Angie asked if Paul Ryskamp had told him about her trip to the Everglades. The chief said yes, he’d been advised that a mentally unstable individual might be freeing multiple pythons on the island to disrupt the Commander’s Ball.
With a drowsy shrug he added, “The information has been shared with my officers, at least half of whom will crap their pants if they see a snake.”
“Have them call me right away. I’ll be on the property.”
“Yes, I heard,” said Crosby.
In fact, he’d just returned from the Winter White House, having been summoned to escort a woman named Suzanne Carhart Brownstein off the property through a maze of private hallways. Ms. Brownstein, an adult entertainer whose stage name was Suzi Spooner, had been fucking the President cross-eyed inside his private suite when the First Lady arrived to show him the gown she’d chosen for the Commander’s Ball. The President himself had requested the fashion preview but soon thereafter lost track of time, precipitating an awkward scenario in which the First Lady and her Secret Service agents were forced to wait outside his locked door, squeamishly enduring a chorus of bovine rutting.
Mockingbird’s composure had dissolved somewhat quickly, and she’d made her presence known vocally and also by hammering on the wall with a five-inch stiletto heel. No Secret Service personnel were available to transport the disheveled stripper—all agents from the backup teams were on Potussy duty—so the decision was made to call Chief Jerry Crosby, who was known as reliable and savvy. He used an unmarked police car to transport Ms. Brownstein from the presidential estate to a waterfront cabana at the Breakers, which she confided had been visited by the leader of the free world. After dropping her off, the chief had gone back to the station, retreated to his office, and, for the first time in his police career, got baked while on duty.
“What’s your guess on what happened to Pruitt?” Angie asked.
“Maybe he shoots himself by accident in the front seat.”
“But—”
“Injuring the same arm the mechanical hand is attached to.”
“So he leaves it hooked on the steering wheel? What’s with that?”

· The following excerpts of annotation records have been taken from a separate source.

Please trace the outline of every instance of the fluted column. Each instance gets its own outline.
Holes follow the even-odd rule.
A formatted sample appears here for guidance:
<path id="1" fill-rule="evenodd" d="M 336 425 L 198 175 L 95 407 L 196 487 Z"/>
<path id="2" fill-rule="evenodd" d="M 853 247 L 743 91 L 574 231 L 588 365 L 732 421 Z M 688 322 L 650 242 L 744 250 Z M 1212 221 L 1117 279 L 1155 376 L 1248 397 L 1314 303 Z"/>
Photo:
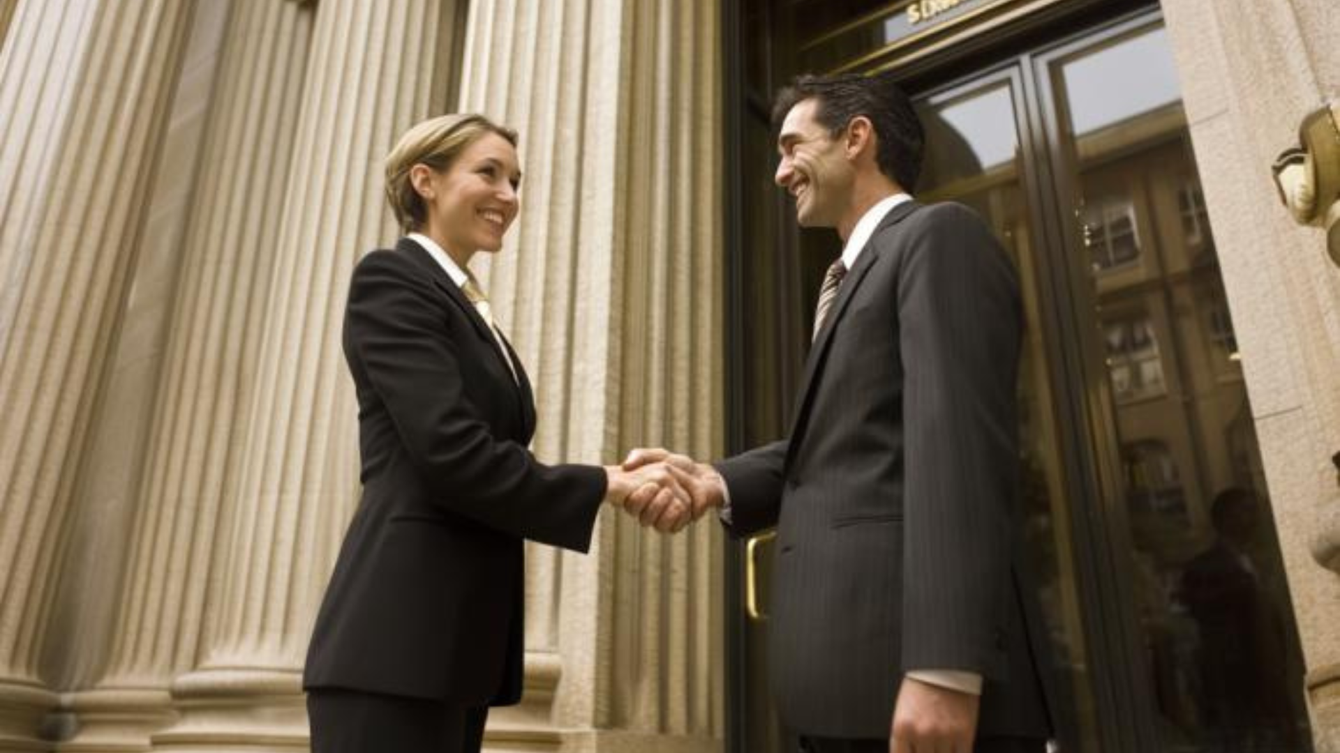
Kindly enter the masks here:
<path id="1" fill-rule="evenodd" d="M 521 131 L 519 228 L 485 272 L 535 375 L 545 460 L 722 448 L 721 67 L 706 0 L 472 4 L 461 110 Z M 527 552 L 527 699 L 490 750 L 716 750 L 721 560 L 606 515 Z"/>
<path id="2" fill-rule="evenodd" d="M 173 721 L 173 678 L 194 665 L 220 504 L 236 492 L 237 429 L 255 391 L 312 15 L 239 0 L 228 21 L 111 661 L 70 701 L 79 734 L 62 750 L 149 750 Z"/>
<path id="3" fill-rule="evenodd" d="M 358 492 L 354 397 L 339 348 L 362 252 L 395 237 L 382 157 L 440 111 L 453 3 L 322 0 L 247 409 L 239 478 L 197 669 L 154 750 L 304 750 L 303 658 Z"/>
<path id="4" fill-rule="evenodd" d="M 15 12 L 0 50 L 0 748 L 25 749 L 55 702 L 35 666 L 52 563 L 193 3 L 8 7 Z"/>
<path id="5" fill-rule="evenodd" d="M 13 9 L 19 7 L 19 0 L 0 0 L 0 48 L 4 47 L 5 32 L 9 29 L 9 19 Z"/>

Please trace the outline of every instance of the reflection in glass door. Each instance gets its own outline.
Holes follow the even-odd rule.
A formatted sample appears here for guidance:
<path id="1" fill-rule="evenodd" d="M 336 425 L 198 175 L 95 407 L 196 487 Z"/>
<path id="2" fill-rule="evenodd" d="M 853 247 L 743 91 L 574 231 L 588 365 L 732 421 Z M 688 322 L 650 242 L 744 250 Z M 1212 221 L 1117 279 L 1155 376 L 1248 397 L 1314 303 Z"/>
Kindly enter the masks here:
<path id="1" fill-rule="evenodd" d="M 1108 525 L 1160 748 L 1311 750 L 1293 607 L 1158 23 L 1036 63 Z"/>
<path id="2" fill-rule="evenodd" d="M 777 83 L 754 82 L 741 150 L 741 449 L 785 426 L 801 359 L 783 346 L 804 340 L 801 316 L 840 251 L 777 204 L 760 105 Z M 1311 750 L 1293 610 L 1160 21 L 997 59 L 917 102 L 917 198 L 973 206 L 1020 271 L 1024 545 L 1064 749 Z M 766 541 L 750 555 L 736 576 L 754 565 L 765 612 Z M 740 602 L 733 750 L 789 753 L 766 701 L 766 620 Z"/>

“Say he yanks it off his arm ’cause of the pain,” said Jerry Crosby. “Say the gunshot’s just a flesh wound, no major organs. He sees you coming with a rifle, bolts from the van and hides somewhere till you go back inside.”
“Maybe. But it’s still ultra-weird.”
“He will be found, one way or another. Until then, you be extra careful.”
“Yes, sir,” Angie said.
“How’s Beltrán holding up? I heard he got stabbed pretty bad.”
“And you’re surprised?”
“I’m sorry. I truly am.” The chief put the bong back in his desk. “The President of the United States wants the kid to stay locked up—a guy in my position, at the local level…you think the White House would ever listen to me? Hell, they basically gagged the state attorney.”
Angie knew Crosby was hoping for her to say she understood his dilemma, but she wouldn’t let him off the hook that easy. He could have done more; he had all the proof he needed that Diego was telling the truth—the second conch pearl from the railroad tracks, the Chevy Malibu videos. When the prosecutors had refused to act, Crosby should have gone to the damn governor.
“Diego won’t be in that jail much longer,” Angie said matter-of-factly.
“How do you know?”
“Because I’m meeting with somebody that can make it happen.”
“Tell me who.”
“Nope. Can’t do that.”
“Aw, come on, Angie Armstrong.”
She said, “You need a cup of coffee.”
The chief felt looser than a bobble-head doll. He planted both elbows on his desk to self-stabilize.
“Well, okay, how soon is soon?” he asked. “When’s your big meeting?”